İLERİ SÜRÜLEN İSTİNAF SEBEPLERİ:
Asıl ve birleşen dosya davacısı vekili istinaf başvuru dilekçesinde özetle; bilirkişi raporlarına itiraz olunduğu ve raporlar arasındaki çelişki giderilmeksizin davanın reddine karar verildiğini, buna dair gerekçede yazılmadığını, müvekkili kooperatifin genel kurulundan kaynak oluşturulmasına fırsat verilmeden sabit olan davanın reddine karar verildiğini, kaynak oluşturma görevinin yasal olarak kooperatif genel kuruluna ait olduğunu, genel kurulun toplanmasına ve ara kararda yazılı miktarda kaynak oluşturulup oluşturulmayacağına ilişkin mahkemece yeterli süre verilmediğini, dava konusu arsalardan … parsel sayılı taşınmaza ilişkin müvekkilinin ödeme zorluğu sebebiyle kesin hükümden sonra verilecek bir kaç aylık kesin mehil içinde ödenmesinin yasal olarak mümkün olduğunu bu hususun iki tarafın da yararına uygun olduğunu, … numaralı parsel de ciddi miktarda yapılaşma da bulunmasına rağmen daanın reddine karar verilmesinin de yasal dayanağının bulunmadığını, doğru belirlenmeyen arsa bedelinin teminat olarak bankaya yatırılmasında ısrar edilmesinin yasal dayanaktan yoksun olduğunu, Kooperatifler Kanunun emredici hükümlerine aykırı olan kararın kaldırılması talep olunmuştur. talep etmiştir.

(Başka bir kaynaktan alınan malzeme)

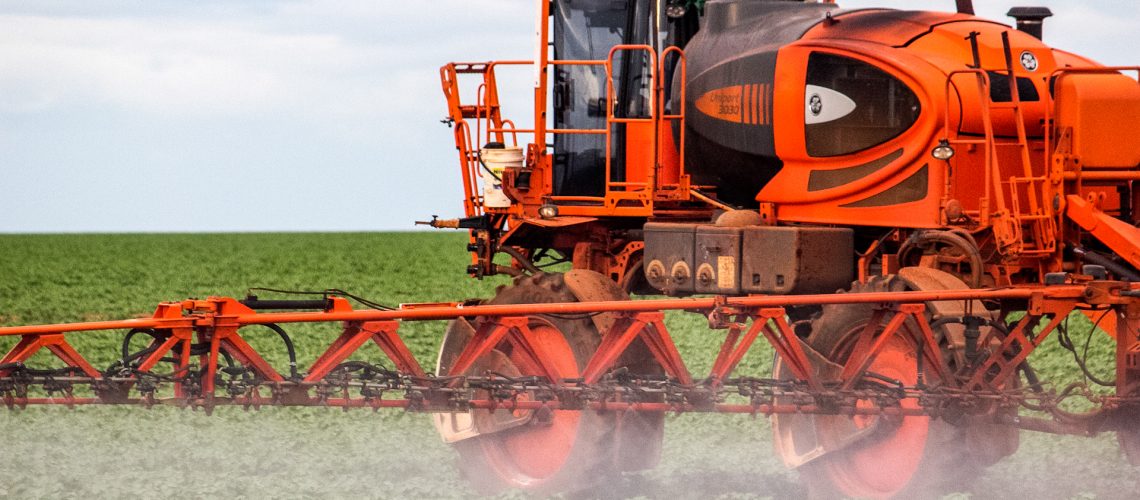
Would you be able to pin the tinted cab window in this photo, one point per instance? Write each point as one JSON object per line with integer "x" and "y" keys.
{"x": 851, "y": 106}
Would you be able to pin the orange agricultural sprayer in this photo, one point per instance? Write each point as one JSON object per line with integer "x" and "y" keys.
{"x": 904, "y": 205}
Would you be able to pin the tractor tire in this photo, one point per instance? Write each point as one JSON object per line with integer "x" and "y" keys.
{"x": 569, "y": 451}
{"x": 950, "y": 455}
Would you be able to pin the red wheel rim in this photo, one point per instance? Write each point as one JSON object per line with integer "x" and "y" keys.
{"x": 884, "y": 464}
{"x": 532, "y": 453}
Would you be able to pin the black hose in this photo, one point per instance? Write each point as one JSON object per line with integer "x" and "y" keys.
{"x": 521, "y": 259}
{"x": 1107, "y": 263}
{"x": 288, "y": 347}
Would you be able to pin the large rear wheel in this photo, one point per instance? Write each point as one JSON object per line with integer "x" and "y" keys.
{"x": 909, "y": 457}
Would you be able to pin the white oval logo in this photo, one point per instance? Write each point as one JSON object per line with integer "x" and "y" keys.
{"x": 824, "y": 105}
{"x": 1028, "y": 60}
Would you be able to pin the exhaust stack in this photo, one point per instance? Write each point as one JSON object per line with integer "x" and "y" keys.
{"x": 1031, "y": 19}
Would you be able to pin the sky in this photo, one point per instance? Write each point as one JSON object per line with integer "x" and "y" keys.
{"x": 307, "y": 115}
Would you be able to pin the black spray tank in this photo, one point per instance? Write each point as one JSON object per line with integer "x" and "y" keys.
{"x": 731, "y": 67}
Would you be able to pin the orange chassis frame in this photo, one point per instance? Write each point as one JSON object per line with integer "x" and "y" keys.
{"x": 217, "y": 321}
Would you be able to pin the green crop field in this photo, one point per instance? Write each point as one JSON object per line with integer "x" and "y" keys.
{"x": 290, "y": 452}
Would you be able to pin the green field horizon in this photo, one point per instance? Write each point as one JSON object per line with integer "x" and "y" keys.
{"x": 303, "y": 452}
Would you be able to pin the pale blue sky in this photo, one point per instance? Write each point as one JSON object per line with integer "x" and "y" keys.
{"x": 164, "y": 115}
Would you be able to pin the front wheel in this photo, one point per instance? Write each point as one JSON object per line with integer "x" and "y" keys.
{"x": 903, "y": 456}
{"x": 548, "y": 451}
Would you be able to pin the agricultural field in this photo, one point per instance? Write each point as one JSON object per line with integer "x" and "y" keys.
{"x": 290, "y": 452}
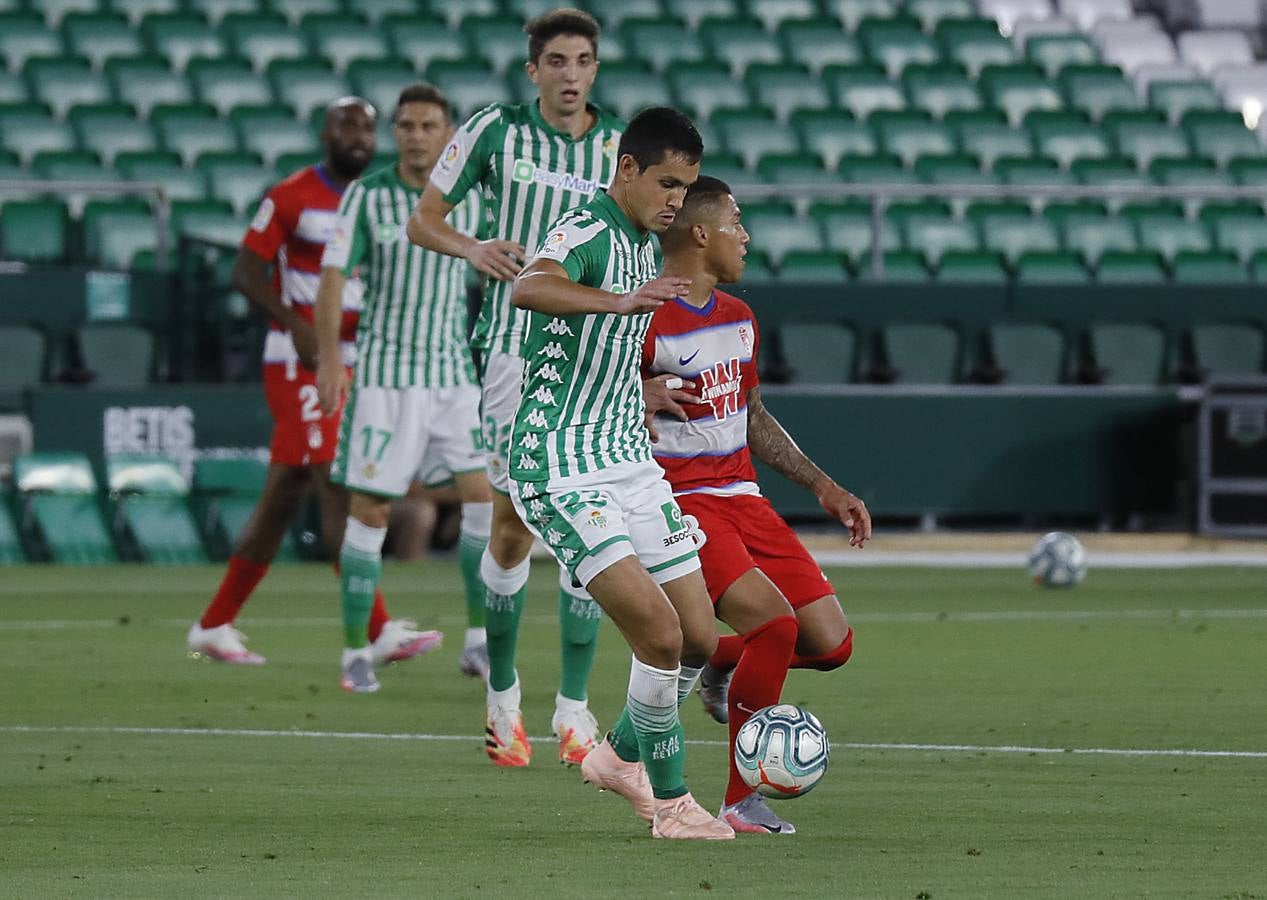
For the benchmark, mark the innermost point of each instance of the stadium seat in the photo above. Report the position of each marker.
(921, 353)
(1128, 353)
(58, 493)
(1028, 353)
(152, 519)
(817, 353)
(34, 231)
(1228, 349)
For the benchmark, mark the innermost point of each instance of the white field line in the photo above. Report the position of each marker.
(471, 738)
(860, 619)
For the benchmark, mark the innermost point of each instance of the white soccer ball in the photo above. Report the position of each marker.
(782, 752)
(1058, 560)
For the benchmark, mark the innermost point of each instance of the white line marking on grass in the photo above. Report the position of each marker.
(473, 738)
(859, 617)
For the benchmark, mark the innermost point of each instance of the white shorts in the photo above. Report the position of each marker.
(594, 520)
(390, 436)
(502, 385)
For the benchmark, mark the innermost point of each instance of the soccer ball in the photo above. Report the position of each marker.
(1058, 560)
(782, 752)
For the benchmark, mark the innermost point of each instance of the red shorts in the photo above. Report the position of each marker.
(745, 533)
(300, 434)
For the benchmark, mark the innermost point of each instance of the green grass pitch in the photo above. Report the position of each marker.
(1132, 661)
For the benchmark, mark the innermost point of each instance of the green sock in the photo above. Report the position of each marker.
(502, 624)
(469, 552)
(623, 738)
(359, 577)
(579, 619)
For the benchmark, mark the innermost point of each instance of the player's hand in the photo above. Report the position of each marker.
(497, 259)
(662, 398)
(651, 295)
(331, 384)
(304, 337)
(849, 510)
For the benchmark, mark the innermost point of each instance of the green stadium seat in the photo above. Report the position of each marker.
(1175, 99)
(1044, 266)
(1128, 353)
(1099, 90)
(923, 353)
(1019, 90)
(817, 353)
(786, 89)
(1124, 268)
(146, 83)
(58, 493)
(940, 89)
(153, 520)
(663, 42)
(974, 43)
(833, 135)
(933, 236)
(1053, 52)
(1209, 268)
(1014, 235)
(812, 265)
(846, 228)
(896, 43)
(706, 86)
(850, 13)
(961, 266)
(307, 85)
(24, 36)
(863, 90)
(912, 135)
(34, 231)
(1091, 236)
(100, 36)
(180, 38)
(819, 43)
(739, 43)
(1028, 353)
(22, 359)
(1228, 349)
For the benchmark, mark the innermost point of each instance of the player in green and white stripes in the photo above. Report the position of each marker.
(580, 456)
(413, 402)
(534, 161)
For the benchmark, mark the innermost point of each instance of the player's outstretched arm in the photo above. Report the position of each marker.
(328, 316)
(428, 228)
(776, 448)
(251, 278)
(544, 287)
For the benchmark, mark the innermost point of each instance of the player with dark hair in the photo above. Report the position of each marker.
(580, 460)
(762, 579)
(534, 161)
(288, 233)
(413, 403)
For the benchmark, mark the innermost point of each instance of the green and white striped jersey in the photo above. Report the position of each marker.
(530, 174)
(413, 327)
(582, 407)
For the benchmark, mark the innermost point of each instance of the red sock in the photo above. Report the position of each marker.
(757, 683)
(236, 587)
(378, 614)
(729, 649)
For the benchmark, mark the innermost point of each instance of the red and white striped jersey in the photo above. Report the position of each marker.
(290, 230)
(715, 346)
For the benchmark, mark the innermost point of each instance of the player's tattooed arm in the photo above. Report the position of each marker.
(774, 446)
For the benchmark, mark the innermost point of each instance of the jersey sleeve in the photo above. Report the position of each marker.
(465, 161)
(346, 247)
(274, 221)
(572, 244)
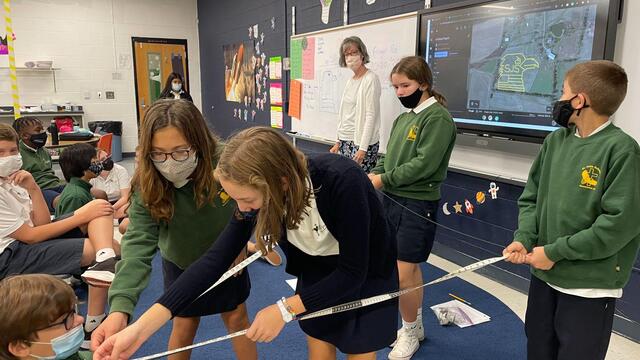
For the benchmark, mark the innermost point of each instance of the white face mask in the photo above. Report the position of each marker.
(353, 61)
(177, 172)
(10, 164)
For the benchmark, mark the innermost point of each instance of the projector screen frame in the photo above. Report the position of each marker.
(614, 16)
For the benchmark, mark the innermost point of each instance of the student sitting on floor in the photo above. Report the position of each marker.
(31, 243)
(36, 159)
(39, 319)
(114, 180)
(578, 225)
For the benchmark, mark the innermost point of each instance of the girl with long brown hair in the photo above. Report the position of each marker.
(410, 174)
(308, 203)
(176, 206)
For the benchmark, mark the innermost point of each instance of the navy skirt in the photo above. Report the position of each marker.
(358, 331)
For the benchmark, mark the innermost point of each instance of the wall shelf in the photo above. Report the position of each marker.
(36, 70)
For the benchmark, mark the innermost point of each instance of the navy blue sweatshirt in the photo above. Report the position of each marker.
(352, 212)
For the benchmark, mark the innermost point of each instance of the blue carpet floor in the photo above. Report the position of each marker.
(501, 338)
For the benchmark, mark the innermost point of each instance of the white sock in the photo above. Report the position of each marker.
(104, 254)
(91, 322)
(409, 325)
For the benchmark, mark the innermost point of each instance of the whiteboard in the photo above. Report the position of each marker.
(387, 40)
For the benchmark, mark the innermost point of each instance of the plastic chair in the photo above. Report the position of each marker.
(105, 143)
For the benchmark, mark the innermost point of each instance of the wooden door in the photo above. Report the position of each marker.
(154, 60)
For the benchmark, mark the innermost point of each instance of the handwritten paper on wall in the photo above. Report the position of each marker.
(308, 57)
(276, 117)
(295, 94)
(275, 68)
(275, 93)
(296, 58)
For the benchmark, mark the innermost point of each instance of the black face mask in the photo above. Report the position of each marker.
(562, 111)
(38, 140)
(107, 164)
(411, 101)
(95, 168)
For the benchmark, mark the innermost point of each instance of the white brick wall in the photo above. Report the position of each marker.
(85, 38)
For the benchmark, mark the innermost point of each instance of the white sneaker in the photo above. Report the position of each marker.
(419, 330)
(406, 345)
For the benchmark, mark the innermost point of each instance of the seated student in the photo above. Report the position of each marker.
(578, 225)
(79, 165)
(114, 180)
(36, 159)
(39, 319)
(31, 243)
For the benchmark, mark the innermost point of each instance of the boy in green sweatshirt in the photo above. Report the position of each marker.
(578, 225)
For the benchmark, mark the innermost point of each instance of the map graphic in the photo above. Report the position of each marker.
(517, 63)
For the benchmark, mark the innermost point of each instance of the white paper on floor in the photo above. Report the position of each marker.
(459, 313)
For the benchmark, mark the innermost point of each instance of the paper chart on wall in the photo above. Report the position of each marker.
(387, 41)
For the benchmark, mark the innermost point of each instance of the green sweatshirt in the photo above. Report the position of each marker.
(182, 240)
(75, 195)
(38, 163)
(580, 203)
(418, 153)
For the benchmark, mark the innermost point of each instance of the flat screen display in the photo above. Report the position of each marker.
(501, 64)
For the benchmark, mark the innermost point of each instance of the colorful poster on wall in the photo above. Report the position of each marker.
(239, 72)
(4, 49)
(275, 93)
(276, 117)
(296, 58)
(295, 98)
(308, 57)
(275, 68)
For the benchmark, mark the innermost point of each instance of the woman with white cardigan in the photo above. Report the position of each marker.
(359, 117)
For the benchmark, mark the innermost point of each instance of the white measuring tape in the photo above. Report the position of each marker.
(353, 305)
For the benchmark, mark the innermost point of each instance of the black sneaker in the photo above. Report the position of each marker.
(101, 274)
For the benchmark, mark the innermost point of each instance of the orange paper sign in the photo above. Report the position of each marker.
(295, 95)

DELİLLERİN TARTIŞILMASI VE GEREKÇE:
Dairemizce Hukuk Muhakemeleri Kanunu’nun 355. maddesi kapsamında istinaf dilekçesinde belirtilen hususlarla sınırlı olmak üzere ve kamu düzenine ilişkin hususlar resen dikkate alınarak istinaf edenin sıfatına göre yapılan inceleme neticesinde;
Dava; TMK’nın 724.maddesine dayalı yapı sahibi tarafından açılan tapu iptal ve tescil istemine ilişkindir.
6100 Sayılı Hukuk Muhakemeleri Kanunu’nda öngörülen süreler, nitelikleri bakımından, taraflar için konulmuş süreler ve mahkemeler için konulmuş süreler olmak üzere ikiye ayrılır. Mahkemeler için konulmuş olan süreler hak düşürücü nitelikte değildir. Mahkemelerin süresinden sonra yapmış oldukları işlemler de (örneğin, mahkemenin vermiş oldukları kararlar da (HMK, m. 294/4) geçerlidir (Kuru, B./Aydın, B.: İstinaf Sistemine Göre Yazılmış Medenî Usul Hukuku, s. 614, İstanbul 2020). Eş söyleyişle hâkim, gecikmeli de olsa süreye bağlanmış olan işlemi yapabilir. Dolayısıyla, gecikmeli de olsa yapılan işlem, oluşturulan karar hukuken geçerlidir ve süresinde yapılmış gibi hukukî sonuç doğurur.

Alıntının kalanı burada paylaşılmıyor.